Kirribilli 'protected' from protesters

November 17, 1993
Issue 

Sarah Stephen

SYDNEY — On April 10, 250 people rallied in support of refugees in Bradfield Park, Kirribilli. Organised by the Refugee Action Coalition, the protest marked the third year that refugee-rights supporters have converged over the Easter weekend calling for an end to the politics of fear, with a focus on the treatment of refugees.

Fifty people travelled from Melbourne to be part of the lively demonstration, and others came from Adelaide and Canberra.

Before the protest began, police set up a temporary operational headquarters with mobile fencing, three generators, massive floodlights, two marquees and five portaloos.

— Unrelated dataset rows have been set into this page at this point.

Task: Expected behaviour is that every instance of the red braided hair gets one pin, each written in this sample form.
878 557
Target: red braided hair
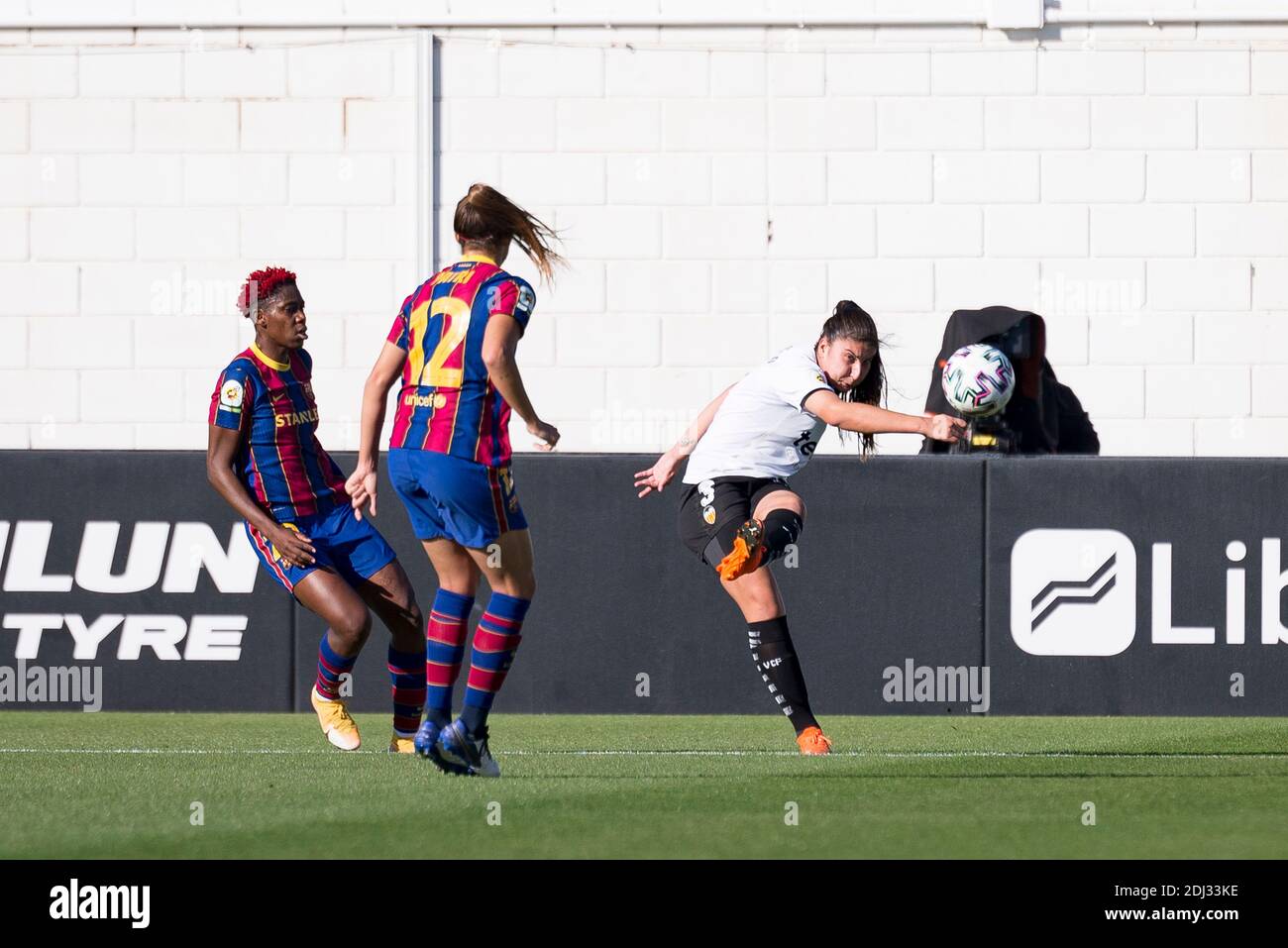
261 285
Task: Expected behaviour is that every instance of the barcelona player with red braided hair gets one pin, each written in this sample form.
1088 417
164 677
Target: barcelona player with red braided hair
452 344
265 459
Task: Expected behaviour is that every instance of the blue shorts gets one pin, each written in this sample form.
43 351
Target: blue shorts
352 548
447 496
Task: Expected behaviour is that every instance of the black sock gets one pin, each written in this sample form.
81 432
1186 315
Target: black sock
776 661
782 530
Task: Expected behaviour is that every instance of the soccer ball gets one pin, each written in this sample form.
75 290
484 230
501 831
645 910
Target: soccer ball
978 380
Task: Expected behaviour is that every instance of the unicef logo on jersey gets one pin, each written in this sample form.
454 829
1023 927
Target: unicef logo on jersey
806 443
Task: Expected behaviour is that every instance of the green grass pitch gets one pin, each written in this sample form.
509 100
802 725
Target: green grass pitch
124 786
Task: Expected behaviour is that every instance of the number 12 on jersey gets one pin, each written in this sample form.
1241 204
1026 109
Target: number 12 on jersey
452 318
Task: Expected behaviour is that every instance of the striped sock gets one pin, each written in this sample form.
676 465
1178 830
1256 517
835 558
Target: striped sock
407 675
445 648
494 643
330 668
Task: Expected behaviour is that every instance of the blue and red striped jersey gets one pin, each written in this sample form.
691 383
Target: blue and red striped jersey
278 456
447 401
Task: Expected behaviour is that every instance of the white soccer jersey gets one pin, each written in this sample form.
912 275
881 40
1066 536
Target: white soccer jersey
761 430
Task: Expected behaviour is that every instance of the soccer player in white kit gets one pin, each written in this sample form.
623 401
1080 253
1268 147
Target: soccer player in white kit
738 514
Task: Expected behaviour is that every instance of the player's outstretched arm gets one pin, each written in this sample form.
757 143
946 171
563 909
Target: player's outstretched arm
661 473
220 451
375 394
500 344
868 419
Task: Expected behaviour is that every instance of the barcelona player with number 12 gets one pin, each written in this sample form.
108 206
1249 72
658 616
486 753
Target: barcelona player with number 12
454 344
265 459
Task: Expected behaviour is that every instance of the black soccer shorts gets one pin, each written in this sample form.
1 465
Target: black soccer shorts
711 511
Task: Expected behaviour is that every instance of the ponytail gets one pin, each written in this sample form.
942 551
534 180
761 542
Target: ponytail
484 215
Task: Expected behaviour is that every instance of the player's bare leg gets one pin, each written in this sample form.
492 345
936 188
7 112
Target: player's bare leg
774 523
348 626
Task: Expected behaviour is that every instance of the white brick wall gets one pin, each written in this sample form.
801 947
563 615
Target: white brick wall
1128 183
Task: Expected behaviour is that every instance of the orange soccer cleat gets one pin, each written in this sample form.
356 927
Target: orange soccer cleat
812 742
402 745
748 550
338 724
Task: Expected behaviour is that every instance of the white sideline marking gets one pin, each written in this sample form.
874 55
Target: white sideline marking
881 755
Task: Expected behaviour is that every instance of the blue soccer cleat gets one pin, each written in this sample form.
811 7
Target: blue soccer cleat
425 742
458 749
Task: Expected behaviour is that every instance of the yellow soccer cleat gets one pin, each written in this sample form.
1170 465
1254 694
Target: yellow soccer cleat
812 742
402 745
339 727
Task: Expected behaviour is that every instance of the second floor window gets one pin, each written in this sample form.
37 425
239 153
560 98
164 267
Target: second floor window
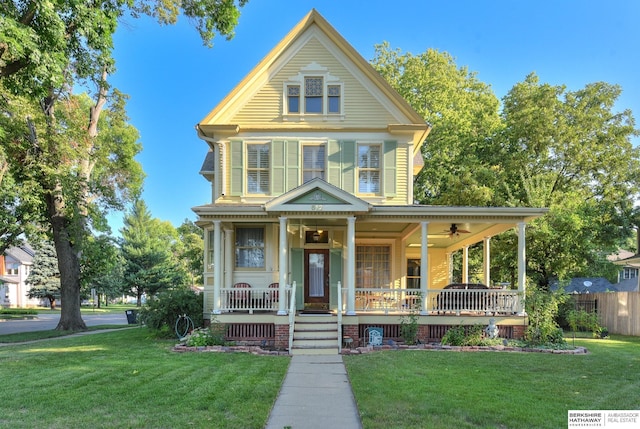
250 247
369 168
258 168
312 162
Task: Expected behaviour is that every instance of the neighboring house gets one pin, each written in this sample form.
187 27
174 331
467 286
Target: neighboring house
15 266
312 158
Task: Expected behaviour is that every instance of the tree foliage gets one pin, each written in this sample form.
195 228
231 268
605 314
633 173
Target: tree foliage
44 278
147 250
76 151
547 147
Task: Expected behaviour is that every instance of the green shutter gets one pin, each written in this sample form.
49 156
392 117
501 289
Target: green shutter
390 174
237 168
278 165
297 275
349 164
293 165
335 275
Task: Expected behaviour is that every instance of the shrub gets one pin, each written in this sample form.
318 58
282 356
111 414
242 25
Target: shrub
160 313
542 308
202 337
454 336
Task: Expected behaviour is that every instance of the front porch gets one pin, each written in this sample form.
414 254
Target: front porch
252 317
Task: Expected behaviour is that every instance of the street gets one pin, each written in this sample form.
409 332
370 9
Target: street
44 322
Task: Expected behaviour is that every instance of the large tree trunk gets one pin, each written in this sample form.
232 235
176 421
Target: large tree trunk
69 267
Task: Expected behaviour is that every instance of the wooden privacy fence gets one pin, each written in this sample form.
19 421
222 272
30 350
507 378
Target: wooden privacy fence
619 312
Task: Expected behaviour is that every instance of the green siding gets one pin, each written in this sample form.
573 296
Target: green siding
237 168
390 168
349 166
335 275
297 275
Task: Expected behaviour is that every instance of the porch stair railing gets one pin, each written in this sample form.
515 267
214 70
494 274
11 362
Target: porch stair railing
439 301
292 315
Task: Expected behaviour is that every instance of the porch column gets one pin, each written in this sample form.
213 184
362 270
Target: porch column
283 267
351 266
228 258
522 266
217 266
424 267
486 250
465 264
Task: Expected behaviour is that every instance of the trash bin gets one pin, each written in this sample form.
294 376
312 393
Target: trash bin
132 316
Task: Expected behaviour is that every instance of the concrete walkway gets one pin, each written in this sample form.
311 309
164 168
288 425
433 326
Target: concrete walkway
315 394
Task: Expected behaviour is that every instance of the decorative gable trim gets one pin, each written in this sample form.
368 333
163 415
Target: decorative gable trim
317 196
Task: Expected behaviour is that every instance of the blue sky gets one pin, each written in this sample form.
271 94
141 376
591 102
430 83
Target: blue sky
174 81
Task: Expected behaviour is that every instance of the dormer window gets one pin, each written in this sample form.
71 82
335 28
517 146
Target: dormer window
313 93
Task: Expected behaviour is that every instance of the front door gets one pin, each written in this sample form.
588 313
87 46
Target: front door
316 279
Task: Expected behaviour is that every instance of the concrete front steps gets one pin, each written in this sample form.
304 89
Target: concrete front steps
315 335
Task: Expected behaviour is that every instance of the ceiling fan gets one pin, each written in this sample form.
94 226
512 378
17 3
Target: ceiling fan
455 231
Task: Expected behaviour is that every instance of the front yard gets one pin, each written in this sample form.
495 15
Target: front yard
125 379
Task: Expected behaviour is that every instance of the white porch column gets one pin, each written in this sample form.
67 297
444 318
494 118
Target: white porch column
465 264
486 250
283 267
351 266
424 267
522 265
228 258
217 266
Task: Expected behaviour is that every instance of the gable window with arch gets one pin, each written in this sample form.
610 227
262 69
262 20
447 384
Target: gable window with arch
314 92
369 168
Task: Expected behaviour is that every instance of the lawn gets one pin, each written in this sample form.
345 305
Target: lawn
437 389
124 379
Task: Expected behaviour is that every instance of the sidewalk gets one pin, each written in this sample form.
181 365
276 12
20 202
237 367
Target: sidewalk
315 394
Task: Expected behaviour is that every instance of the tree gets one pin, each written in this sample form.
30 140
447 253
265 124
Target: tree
44 278
463 113
191 249
146 246
569 151
80 168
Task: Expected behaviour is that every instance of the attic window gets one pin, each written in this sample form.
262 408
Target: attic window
313 94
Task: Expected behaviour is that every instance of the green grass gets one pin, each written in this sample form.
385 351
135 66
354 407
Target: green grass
435 389
22 337
124 379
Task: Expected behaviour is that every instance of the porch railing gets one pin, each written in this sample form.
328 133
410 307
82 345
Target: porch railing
439 301
252 299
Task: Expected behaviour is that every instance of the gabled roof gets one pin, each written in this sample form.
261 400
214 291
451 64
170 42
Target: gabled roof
318 193
415 123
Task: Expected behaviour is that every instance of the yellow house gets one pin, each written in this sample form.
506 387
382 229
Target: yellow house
312 235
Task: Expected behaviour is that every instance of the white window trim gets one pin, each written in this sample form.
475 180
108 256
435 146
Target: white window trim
312 70
304 143
380 144
392 256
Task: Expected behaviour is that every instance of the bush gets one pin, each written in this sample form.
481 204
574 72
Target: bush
542 308
202 337
160 313
454 337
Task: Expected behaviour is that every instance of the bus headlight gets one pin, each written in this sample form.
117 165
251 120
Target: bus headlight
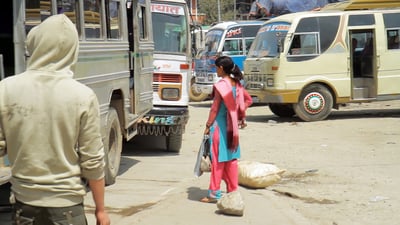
210 77
270 82
171 94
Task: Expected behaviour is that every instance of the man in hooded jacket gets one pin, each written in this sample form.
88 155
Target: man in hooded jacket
50 129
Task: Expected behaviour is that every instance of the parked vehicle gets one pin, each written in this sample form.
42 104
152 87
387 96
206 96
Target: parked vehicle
172 67
115 59
227 38
307 63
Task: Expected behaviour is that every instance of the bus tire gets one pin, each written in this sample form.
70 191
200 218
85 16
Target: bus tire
315 103
174 142
112 146
194 95
281 109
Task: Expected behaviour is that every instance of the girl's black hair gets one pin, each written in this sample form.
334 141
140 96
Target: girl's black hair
229 67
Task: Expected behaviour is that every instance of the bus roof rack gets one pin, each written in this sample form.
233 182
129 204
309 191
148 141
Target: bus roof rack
362 5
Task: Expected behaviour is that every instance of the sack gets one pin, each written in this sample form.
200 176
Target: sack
231 204
203 162
258 175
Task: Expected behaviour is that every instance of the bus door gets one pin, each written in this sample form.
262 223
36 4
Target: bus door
363 61
238 41
233 45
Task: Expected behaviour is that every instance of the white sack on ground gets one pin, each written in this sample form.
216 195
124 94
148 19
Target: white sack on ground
231 204
258 175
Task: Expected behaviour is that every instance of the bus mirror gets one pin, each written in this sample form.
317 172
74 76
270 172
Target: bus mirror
280 45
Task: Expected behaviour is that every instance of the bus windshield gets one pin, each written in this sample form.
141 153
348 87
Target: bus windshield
268 40
213 39
169 27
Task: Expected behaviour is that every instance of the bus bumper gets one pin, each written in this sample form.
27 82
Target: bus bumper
203 88
169 116
276 96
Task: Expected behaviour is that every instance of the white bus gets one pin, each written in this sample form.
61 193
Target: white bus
115 58
231 38
307 63
172 67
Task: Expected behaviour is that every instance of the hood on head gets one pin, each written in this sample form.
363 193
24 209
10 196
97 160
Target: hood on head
53 44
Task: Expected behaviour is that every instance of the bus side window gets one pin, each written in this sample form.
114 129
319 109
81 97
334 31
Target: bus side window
295 46
92 19
393 39
113 19
231 47
248 43
304 44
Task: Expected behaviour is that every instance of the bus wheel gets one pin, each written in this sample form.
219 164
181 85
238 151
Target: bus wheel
174 142
282 110
112 146
194 95
315 103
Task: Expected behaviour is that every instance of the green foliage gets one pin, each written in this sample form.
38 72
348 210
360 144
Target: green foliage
210 9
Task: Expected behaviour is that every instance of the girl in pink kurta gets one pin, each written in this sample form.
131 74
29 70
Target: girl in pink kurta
226 114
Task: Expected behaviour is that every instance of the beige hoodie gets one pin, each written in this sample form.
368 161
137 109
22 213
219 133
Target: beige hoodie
44 115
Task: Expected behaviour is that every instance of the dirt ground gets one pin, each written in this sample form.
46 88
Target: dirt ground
343 170
340 171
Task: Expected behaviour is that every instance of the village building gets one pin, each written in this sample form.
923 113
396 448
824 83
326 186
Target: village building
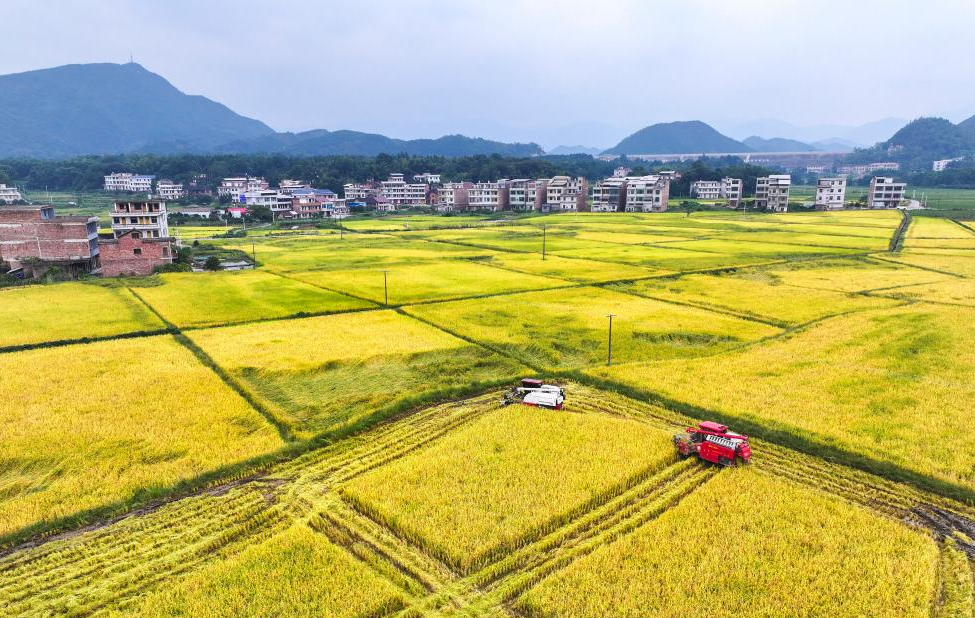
33 239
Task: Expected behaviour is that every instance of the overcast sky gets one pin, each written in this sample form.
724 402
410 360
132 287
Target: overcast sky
578 71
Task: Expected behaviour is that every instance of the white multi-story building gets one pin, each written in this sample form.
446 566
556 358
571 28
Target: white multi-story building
566 193
357 191
400 193
862 169
488 195
885 193
279 203
526 194
609 195
238 185
831 193
10 194
147 218
725 189
288 185
168 190
942 164
772 192
453 196
647 193
135 183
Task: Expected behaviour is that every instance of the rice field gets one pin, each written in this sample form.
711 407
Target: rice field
560 329
191 300
316 374
277 443
84 427
756 294
826 557
507 479
890 384
70 311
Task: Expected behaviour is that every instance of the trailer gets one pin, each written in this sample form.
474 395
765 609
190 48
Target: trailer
535 393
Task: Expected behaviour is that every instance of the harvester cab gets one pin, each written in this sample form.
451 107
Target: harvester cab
535 393
713 442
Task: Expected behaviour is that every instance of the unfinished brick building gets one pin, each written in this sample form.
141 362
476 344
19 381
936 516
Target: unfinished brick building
33 239
132 254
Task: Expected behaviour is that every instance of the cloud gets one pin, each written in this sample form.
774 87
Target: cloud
524 69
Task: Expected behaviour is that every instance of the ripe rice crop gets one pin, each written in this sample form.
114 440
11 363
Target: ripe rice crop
580 270
951 291
936 228
892 385
568 328
507 478
325 373
849 275
88 425
331 252
207 299
950 263
755 294
409 283
795 237
746 544
295 574
39 313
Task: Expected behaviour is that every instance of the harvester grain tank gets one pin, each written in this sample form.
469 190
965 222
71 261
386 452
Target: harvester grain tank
713 442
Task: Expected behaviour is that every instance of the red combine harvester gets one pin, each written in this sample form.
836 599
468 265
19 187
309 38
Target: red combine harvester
713 442
535 393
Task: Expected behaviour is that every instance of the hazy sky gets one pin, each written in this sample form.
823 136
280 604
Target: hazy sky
579 71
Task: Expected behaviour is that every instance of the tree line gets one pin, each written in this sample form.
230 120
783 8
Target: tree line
87 173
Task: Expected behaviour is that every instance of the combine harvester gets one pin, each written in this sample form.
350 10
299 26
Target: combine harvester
535 393
713 442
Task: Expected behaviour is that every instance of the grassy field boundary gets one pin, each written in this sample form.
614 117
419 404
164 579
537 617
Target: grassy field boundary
897 240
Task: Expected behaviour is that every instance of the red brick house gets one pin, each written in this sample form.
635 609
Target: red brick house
33 239
131 254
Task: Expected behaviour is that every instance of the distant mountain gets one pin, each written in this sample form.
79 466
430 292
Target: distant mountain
109 108
835 144
968 126
323 143
919 143
121 108
776 144
688 137
864 135
560 150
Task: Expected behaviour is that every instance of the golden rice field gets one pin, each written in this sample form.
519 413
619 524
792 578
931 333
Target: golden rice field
209 299
292 448
326 373
569 328
508 478
892 384
70 311
736 539
90 425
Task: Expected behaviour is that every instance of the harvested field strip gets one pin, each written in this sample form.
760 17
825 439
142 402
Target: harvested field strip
133 561
361 535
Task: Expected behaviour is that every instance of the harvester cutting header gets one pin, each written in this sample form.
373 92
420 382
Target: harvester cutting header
713 442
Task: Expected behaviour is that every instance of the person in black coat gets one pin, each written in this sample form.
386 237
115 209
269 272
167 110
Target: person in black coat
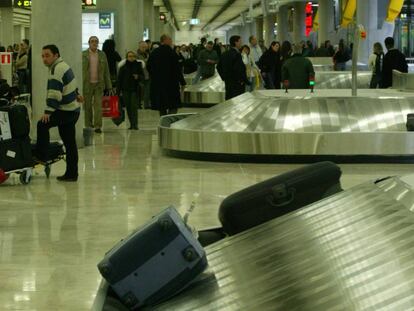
232 69
128 84
394 59
270 66
166 78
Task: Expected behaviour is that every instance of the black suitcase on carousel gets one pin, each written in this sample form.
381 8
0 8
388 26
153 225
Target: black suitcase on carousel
278 196
19 120
155 262
15 154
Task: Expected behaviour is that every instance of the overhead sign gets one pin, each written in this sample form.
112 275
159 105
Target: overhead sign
309 18
6 3
105 21
87 3
22 4
194 21
5 59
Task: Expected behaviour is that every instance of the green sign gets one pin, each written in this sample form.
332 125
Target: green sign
105 21
22 4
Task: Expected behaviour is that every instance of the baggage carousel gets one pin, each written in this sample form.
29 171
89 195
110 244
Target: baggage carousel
351 251
300 126
210 92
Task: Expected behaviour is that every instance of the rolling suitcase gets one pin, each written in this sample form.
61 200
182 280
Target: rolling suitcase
154 262
15 154
19 120
278 196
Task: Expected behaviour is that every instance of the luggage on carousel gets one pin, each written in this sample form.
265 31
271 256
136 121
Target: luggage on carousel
154 262
19 120
15 154
278 196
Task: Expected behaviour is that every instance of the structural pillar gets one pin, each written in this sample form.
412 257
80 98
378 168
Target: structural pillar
6 29
367 15
326 20
283 24
65 14
149 17
259 28
299 26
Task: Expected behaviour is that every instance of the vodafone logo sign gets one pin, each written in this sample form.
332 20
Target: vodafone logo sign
5 59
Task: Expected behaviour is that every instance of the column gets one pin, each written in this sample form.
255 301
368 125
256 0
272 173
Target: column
326 20
6 29
66 15
155 36
149 17
367 15
17 36
259 28
299 22
283 24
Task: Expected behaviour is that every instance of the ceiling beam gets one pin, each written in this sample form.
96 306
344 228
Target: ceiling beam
219 12
257 4
168 6
196 8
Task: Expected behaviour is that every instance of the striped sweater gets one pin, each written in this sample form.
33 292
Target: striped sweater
61 88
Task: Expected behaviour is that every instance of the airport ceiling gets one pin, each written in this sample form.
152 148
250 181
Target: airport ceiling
213 14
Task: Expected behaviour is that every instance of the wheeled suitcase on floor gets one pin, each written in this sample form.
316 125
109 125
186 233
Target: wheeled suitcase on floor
154 262
278 196
19 120
15 154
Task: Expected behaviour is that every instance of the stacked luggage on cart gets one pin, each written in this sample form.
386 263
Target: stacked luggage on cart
15 148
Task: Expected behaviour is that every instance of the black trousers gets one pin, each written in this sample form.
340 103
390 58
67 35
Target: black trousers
234 88
65 121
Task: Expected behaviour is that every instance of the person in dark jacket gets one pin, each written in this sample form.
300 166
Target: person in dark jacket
166 78
128 84
232 70
297 71
112 57
270 66
394 59
207 60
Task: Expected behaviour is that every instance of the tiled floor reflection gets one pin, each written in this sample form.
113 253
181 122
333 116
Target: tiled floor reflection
53 234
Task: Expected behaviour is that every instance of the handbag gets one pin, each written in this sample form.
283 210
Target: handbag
110 106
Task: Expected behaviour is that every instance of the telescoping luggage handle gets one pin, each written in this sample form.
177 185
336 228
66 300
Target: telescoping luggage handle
281 196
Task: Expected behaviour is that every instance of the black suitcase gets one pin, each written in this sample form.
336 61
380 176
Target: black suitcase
15 154
410 122
19 120
278 196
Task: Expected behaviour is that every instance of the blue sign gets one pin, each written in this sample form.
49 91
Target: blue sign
105 21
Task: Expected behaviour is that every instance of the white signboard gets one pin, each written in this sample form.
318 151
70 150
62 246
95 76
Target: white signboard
100 25
6 62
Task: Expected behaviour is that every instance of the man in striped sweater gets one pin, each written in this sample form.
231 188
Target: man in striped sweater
62 110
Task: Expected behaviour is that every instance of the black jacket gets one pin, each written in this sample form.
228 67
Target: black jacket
166 77
394 59
231 67
126 80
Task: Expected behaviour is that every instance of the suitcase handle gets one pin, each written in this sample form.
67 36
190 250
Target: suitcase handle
280 192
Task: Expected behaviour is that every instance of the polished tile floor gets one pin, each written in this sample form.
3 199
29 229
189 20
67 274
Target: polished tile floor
53 234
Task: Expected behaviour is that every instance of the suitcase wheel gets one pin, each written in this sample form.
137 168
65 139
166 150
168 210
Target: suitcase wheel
25 178
165 223
189 254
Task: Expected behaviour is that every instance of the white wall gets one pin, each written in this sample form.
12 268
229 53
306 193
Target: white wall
186 36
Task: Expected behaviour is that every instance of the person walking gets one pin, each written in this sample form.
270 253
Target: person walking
96 79
62 111
207 60
166 78
128 84
375 63
297 70
393 60
232 70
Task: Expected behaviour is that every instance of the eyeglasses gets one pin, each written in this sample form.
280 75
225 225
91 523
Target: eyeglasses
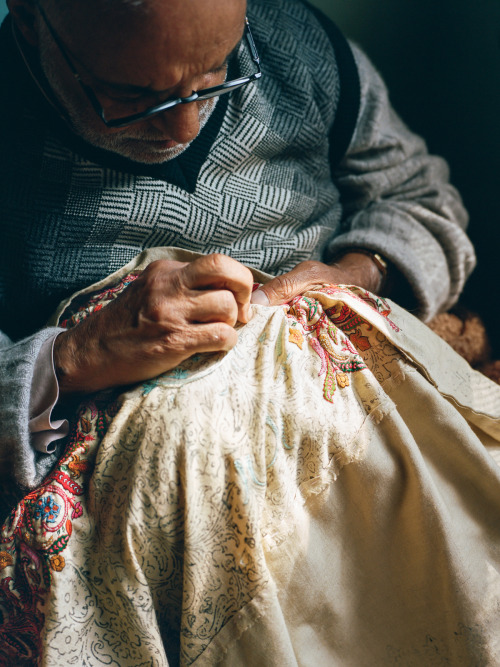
204 94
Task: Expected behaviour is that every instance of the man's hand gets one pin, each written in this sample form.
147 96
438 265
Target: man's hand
351 269
170 312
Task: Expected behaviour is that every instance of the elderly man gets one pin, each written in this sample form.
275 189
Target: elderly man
253 134
96 168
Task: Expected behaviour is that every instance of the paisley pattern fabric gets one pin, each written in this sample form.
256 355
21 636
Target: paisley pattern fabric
209 515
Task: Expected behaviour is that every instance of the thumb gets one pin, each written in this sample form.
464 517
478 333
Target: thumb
277 291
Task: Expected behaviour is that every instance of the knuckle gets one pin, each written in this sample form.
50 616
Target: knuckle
284 286
225 336
217 261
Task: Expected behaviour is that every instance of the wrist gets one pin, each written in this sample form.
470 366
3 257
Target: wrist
71 364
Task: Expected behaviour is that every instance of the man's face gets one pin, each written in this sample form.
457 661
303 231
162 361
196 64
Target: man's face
136 57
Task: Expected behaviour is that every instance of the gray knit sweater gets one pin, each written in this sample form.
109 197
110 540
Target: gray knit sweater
256 184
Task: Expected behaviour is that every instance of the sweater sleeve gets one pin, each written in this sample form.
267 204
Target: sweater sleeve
18 458
398 202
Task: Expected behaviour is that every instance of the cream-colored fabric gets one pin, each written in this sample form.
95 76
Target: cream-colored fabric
321 495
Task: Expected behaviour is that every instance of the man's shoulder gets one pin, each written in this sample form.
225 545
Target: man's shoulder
292 25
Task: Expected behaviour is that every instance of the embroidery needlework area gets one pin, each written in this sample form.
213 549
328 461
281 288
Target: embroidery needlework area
326 491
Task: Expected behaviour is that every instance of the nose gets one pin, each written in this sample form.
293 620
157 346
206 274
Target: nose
181 124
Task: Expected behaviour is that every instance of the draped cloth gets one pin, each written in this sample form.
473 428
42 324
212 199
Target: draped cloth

The state government deployed close to 200 crowd-control officers, water and mounted police, the dog squad and helicopters. There were three police paddy wagons, six caged vans, a police truck, three police buses, a rescue van, nine police cars, a fire truck and an ambulance on the scene.

Protest organiser Ian Rintoul told the April 11 Melbourne Age that this was designed to "make residents here and the general public think there is some reason to be afraid of us when all we are doing here today is exercising our right to free speech in a peaceful fashion".

The ridiculous deployment of police gives a lot more weight to those who have been warning that increased police powers will be used much more widely than for their stated aim of pursuing terrorists.

The Eureka and the Duyfken, two of the boats taking part in the Flotillas of Hope, which will travel to Nauru for World Refugee Day, joined the protest from the water, in view of Prime Minister John Howard's Sydney residence, Kirribilli House. They carried large banners reading "Refugees are us" and "End mandatory detention".

Some protesters held an overnight vigil in the street outside Kirribilli House, singing songs and chalking slogans on the ground.

On April 11, 100 people rallied again in Bradfield Park, this time bringing together those opposed to the Iraq war, supporters of Aboriginal rights and education activists, as well as refugee-rights supporters. They again marched to Kirribilli House.

From Green Left Weekly, April 21, 2004.